I'm watching her for you Karen, hoping she foals soon for you... how is her udder looking... do you milk test?


----------



## cassie (Jun 3, 2012)

Alice is foaling!!!!


----------



## cassie (Jun 3, 2012)

Karen are you around? oh I see her! YAY! safe foaling everyone!!


----------



## cassie (Jun 3, 2012)

I'm thinking the same thing Diane, very exciting for them! look at those long white stockings on the back! hope it has the same on the front! is gorgeous either way! wonderful job Alice! and Karen


----------



## cassie (Jun 3, 2012)

not sure yet but I agree can't wait to see piccies! gorgeous little foal!!


----------



## Bonny (Jun 3, 2012)

Oh Congrats!


----------



## Dontworrybeappy (Jun 4, 2012)

Alice finally foaled!
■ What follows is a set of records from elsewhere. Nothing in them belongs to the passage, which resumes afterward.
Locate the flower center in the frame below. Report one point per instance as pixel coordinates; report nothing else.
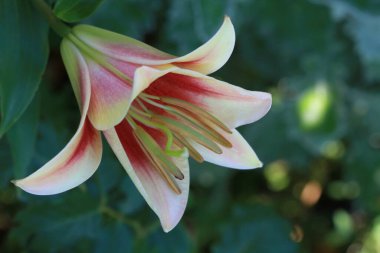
(183, 124)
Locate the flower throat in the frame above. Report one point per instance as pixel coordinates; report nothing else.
(183, 125)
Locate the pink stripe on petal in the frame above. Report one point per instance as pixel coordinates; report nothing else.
(206, 59)
(213, 54)
(240, 156)
(232, 105)
(168, 205)
(110, 97)
(71, 167)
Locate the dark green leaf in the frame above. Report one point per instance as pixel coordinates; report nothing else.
(75, 10)
(176, 240)
(24, 52)
(256, 229)
(22, 137)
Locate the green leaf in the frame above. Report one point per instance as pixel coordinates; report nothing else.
(134, 18)
(22, 137)
(75, 10)
(256, 229)
(24, 53)
(363, 28)
(48, 226)
(176, 240)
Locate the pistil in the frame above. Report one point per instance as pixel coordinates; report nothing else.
(181, 123)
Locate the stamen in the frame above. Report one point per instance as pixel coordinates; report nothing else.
(158, 166)
(192, 151)
(164, 129)
(201, 126)
(185, 130)
(197, 111)
(157, 154)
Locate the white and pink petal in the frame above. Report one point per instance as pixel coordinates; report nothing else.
(232, 105)
(168, 205)
(71, 167)
(206, 59)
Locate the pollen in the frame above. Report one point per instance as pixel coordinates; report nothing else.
(182, 124)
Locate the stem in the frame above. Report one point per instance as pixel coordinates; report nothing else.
(58, 26)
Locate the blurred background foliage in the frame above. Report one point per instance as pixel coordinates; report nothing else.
(319, 189)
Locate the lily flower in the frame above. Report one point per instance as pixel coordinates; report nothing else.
(155, 110)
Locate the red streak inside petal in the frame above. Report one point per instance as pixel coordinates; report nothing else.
(181, 87)
(131, 146)
(89, 133)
A filly worth waiting for! Just EXACTLY what I was hoping



for when I had Alice bred to Blue Eyes, owned by Retta Sampson ! Black SPLASH pinto, chance she'll roan out appy on top of that!



NO, she's NOT for sale!






Here's the link to her FB album - dry pictures in the morning!
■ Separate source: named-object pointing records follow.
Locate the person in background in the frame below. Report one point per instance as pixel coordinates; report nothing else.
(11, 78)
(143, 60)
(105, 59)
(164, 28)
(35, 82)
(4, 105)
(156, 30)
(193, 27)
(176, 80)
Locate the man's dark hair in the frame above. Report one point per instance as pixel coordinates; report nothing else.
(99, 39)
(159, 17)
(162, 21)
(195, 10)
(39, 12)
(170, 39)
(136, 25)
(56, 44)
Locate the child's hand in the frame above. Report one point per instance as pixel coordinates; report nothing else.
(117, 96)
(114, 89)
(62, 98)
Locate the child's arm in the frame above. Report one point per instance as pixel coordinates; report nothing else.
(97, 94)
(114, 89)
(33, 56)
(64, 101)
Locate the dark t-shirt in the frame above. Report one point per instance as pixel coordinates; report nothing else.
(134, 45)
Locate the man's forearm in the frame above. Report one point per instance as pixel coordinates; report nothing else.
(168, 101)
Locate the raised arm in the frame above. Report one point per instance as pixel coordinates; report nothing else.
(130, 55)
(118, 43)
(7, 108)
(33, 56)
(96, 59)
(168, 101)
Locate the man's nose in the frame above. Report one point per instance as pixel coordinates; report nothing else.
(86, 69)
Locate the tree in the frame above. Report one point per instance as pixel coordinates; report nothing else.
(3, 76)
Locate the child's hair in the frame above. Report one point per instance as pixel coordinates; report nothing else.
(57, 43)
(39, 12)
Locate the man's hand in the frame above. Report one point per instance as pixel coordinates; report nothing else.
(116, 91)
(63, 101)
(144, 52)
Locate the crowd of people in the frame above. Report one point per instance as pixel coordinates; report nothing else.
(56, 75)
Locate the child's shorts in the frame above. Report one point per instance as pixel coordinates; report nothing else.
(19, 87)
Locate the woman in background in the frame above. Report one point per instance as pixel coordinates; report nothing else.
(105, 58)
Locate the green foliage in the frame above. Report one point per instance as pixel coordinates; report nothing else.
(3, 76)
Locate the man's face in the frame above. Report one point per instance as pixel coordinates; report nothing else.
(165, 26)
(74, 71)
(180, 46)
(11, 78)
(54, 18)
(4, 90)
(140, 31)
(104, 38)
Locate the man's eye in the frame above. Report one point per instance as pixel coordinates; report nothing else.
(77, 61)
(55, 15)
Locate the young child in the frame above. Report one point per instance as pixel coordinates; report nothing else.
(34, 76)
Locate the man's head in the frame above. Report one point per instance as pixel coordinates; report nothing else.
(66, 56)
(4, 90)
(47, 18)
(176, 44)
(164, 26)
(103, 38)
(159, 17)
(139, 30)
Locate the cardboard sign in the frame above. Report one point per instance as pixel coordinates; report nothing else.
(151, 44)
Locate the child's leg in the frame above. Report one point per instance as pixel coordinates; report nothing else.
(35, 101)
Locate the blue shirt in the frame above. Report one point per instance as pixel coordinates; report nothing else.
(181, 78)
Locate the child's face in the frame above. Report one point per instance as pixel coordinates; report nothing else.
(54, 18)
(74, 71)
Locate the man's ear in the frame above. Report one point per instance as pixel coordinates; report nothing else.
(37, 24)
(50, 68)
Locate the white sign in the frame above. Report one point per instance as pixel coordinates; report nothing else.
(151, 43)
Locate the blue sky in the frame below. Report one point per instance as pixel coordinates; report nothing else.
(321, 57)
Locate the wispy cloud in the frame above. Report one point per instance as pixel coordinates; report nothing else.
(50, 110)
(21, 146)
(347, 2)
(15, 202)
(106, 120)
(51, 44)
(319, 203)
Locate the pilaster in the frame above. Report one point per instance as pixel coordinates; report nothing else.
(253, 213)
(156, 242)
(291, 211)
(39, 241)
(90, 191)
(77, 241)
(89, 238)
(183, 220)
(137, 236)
http://www.facebook.com/media/set/?set=a.4040281974395.2166653.1502187114&type=1&l=b82f5f3d98


----------



## Eagle (Jun 4, 2012)

WOW! Now that is just what I ordered



CONGRATULATIONS Karen.


----------



## cassie (Jun 4, 2012)

wow Karen, a very special little filly!! she is absoloutly gorgeous big congrats on her


----------



## Sandy B (Jun 4, 2012)

WOWZA!!! Can not wait to see dry pictures! Congrats!!!


----------



## AnnaC (Jun 4, 2012)

OH BRILLIANT!!!

MANY CONGRATULATIONS!! Well done Alice and 'Blue eyes'!!



:ThumbUp



:ThumbUp


----------



## Bonny (Jun 4, 2012)

Awwwww! Love her!


----------



## andrea loves minis (Jun 4, 2012)

wow just stunning..any names picked out yet? Congrats



:yeah


----------



## a mini dream come true (Jun 4, 2012)

Congrats she is a beauty.


----------



## bannerminis (Jun 4, 2012)

Wow thats one very nice filly and super markings. I would love to order one of those toos


----------



## Dontworrybeappy (Jun 5, 2012)

There are a few dry photos up in her album (link above!) with more to come tomorrow when she's more unfolded!
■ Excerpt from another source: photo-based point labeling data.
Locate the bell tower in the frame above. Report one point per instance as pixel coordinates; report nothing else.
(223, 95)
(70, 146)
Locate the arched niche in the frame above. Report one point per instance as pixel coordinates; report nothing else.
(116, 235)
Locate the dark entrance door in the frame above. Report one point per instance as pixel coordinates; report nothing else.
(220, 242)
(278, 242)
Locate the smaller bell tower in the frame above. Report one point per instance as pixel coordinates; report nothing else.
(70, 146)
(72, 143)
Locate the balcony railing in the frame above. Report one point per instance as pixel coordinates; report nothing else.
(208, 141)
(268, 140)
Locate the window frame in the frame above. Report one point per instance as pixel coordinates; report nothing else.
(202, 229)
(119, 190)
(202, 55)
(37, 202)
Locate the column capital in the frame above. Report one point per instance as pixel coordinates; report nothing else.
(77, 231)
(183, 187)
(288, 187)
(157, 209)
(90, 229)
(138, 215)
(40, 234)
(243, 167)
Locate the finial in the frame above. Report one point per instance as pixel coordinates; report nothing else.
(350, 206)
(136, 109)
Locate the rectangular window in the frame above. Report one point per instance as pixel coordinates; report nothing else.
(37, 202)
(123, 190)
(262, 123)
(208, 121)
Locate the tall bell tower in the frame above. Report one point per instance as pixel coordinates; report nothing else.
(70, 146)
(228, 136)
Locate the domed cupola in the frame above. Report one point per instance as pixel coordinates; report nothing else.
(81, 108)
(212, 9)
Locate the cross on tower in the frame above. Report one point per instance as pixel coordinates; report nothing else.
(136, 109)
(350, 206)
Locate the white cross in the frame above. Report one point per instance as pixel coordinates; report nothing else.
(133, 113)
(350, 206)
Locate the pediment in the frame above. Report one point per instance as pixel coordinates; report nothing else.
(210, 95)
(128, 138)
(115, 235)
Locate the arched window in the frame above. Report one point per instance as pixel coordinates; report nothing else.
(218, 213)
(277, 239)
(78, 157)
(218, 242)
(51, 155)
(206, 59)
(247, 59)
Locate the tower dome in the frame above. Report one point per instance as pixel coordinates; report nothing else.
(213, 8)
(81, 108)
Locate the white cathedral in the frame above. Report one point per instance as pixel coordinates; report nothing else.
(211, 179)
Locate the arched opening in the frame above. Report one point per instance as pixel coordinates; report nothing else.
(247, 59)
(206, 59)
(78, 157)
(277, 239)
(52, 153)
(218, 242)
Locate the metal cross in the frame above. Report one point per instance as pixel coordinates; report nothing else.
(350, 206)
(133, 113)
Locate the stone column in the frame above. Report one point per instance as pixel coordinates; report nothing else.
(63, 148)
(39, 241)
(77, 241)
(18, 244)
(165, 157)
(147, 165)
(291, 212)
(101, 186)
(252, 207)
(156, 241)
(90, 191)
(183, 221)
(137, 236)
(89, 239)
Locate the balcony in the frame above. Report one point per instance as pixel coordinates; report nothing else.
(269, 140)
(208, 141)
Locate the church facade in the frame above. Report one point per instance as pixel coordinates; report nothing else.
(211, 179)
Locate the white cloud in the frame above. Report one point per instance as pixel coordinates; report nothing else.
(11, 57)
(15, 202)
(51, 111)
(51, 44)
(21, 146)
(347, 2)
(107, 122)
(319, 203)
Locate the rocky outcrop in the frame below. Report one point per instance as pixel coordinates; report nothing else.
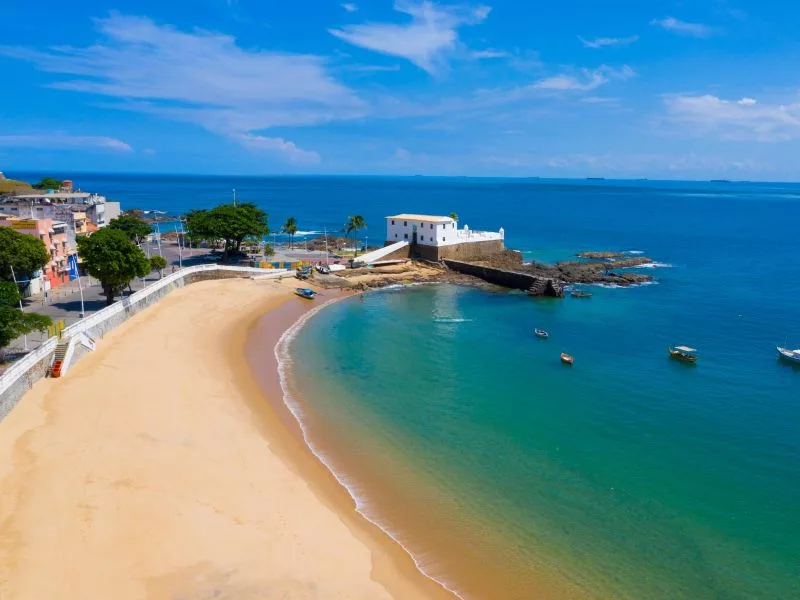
(605, 271)
(547, 287)
(599, 255)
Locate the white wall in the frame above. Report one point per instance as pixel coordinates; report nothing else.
(429, 233)
(435, 234)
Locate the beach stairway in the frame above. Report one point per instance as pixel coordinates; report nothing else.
(65, 351)
(375, 255)
(59, 357)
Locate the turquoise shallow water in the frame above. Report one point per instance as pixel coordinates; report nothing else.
(629, 475)
(637, 476)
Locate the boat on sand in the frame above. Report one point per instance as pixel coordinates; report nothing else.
(306, 293)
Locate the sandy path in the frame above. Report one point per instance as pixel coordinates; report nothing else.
(144, 473)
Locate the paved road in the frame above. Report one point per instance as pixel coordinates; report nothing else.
(64, 302)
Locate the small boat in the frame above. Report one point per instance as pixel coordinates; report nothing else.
(792, 356)
(306, 293)
(683, 353)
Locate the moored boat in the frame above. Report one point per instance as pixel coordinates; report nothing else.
(306, 293)
(683, 353)
(792, 356)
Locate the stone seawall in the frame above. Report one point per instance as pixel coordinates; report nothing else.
(21, 376)
(30, 375)
(510, 279)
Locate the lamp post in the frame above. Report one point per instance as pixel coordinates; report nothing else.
(14, 277)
Her name is Ali Rose... probably Blue Ali Rose for registration, since both parents have Blue in their names!


----------



## Wings (Jun 5, 2012)

Woah, what a fantastic filly





Think I need to show this to my girls and let them know what they need to give me!


----------



## eagles ring farm (Jun 6, 2012)

wow she's a beauty congratulations


----------



## AnnaC (Jun 6, 2012)

Hows she doing - please can we have more pictures here?


----------



## Dontworrybeappy (Jun 7, 2012)

More pictures probably tomorrow! Today I was working tooo hard moving feed and cleaning things!


----------



## Dontworrybeappy (Jun 8, 2012)

and the link to the album:

http://www.facebook.com/media/set/?set=a.4040281974395.2166653.1502187114&type=1&l=b82f5f3d98


----------



## AnnaC (Jun 9, 2012)

Oh what a gorgeous little girl - she's going to be a very smart little lady when she grows up, quite stunning!


----------



## Eagle (Jun 9, 2012)

Oh Dear she is ugly! Why don't you hide her here in Italy with me. ROFL Karen I bet you are still doing back flips every time you look at her





CONGRATULATIONS.


----------



## kay56649 (Jun 9, 2012)

Wow what a stunning filly!!! She is so unique and there just aren't enough words to say how beautiful she is!!!! Congratulations!!


----------



## Wings (Jun 9, 2012)

Just beautiful



:wub I'm loving your album! The pics with the dog and with mum on the ground are fantastic.


----------